The three of them stared at each other, pallid as gravestones. Ralph had seized his hat from his head and was kneading it convulsively in his hands. Nick had put one hand over his eyes. Stu's throat had turned to dry glass.
His name is Legion. He is the king of nowhere.
"Can you say anything else about him?" Stu asked in a low voice.
"Only that I'm afraid of him, too. But I'll do what you want. But Tom... is so afraid." That dreadful sigh again.
"Tom," Ralph said suddenly. "Do you know if Mother Abagail... if she's still alive?" Ralph's face was desperately set, the face of a man who has staked everything on one turn of the cards.
"She's alive." Ralph leaned against the back of his chair with a great gust of breath. "But she's not right with God yet," Tom added.

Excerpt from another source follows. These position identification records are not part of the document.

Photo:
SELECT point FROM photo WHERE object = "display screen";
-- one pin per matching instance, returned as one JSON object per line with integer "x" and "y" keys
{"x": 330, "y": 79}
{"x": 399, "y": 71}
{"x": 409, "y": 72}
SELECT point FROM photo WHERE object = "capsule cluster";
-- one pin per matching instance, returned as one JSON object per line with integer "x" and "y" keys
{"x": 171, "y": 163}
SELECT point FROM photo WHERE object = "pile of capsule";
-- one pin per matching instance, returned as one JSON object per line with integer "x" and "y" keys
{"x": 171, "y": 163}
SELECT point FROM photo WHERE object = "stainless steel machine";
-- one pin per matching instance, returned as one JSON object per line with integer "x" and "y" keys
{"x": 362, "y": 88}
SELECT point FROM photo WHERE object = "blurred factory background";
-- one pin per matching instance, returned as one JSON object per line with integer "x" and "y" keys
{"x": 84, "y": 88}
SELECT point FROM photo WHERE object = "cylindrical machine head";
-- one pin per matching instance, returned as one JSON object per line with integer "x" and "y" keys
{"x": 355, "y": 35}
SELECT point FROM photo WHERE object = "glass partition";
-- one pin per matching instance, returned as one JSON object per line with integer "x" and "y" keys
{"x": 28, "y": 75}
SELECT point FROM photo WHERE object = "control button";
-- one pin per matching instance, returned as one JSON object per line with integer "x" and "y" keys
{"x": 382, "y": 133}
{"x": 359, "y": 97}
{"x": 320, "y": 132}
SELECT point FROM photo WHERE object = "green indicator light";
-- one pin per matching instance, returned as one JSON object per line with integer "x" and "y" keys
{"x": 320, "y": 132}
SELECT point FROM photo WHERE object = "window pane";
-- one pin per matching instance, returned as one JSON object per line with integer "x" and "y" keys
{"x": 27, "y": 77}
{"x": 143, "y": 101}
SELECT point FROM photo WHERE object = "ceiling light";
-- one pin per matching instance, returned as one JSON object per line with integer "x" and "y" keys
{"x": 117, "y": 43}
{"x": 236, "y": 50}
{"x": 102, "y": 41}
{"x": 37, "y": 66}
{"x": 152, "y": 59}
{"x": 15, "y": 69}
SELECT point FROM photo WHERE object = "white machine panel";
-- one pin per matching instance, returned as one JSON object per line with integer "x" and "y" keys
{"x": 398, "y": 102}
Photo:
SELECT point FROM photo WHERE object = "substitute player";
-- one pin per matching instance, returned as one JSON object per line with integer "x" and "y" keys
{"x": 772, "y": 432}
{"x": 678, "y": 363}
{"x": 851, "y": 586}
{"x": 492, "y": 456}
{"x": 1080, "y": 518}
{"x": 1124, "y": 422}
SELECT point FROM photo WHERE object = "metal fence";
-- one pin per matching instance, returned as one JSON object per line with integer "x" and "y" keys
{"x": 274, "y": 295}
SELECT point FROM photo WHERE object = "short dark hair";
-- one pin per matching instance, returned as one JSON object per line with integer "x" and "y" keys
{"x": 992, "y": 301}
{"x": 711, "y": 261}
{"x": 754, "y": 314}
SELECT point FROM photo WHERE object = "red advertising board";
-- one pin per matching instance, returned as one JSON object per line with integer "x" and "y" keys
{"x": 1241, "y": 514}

"Not right with God? Why not, Tommy?"
"She's in the wilderness, God has lifted her up in the wilderness, she does not fear the terror that flies at noon or the terror that creeps at midnight... neither will the snake bite her nor the bee sting her... but she's not right with God yet. It was not the hand of Moses that brought water from the rock. It was not the hand of Abagail that turned the weasels back with their bellies empty. She's to be pitied. She will see, but she will see too late. There will be death. His death. She will die on the wrong side of the river. She - "
"Stop him," Ralph groaned. "Can't you stop him?"
"Tom," Stu said.
"Yes."
"Are you the same Tom that Nick met in Oklahoma? Are you the same Tom we know when you're awake?"
"Yes, but I am more than that Tom."
"I don't understand."
He shifted a little, his sleeping face calm.
"I am God's Tom."
Completely unnerved now, Stu almost dropped Nick's notes.
"You say you'll do what we want."
"Yes."
"But do you see... do you think you'll come back?"
"That's not for me to see or say. Where shall I go?"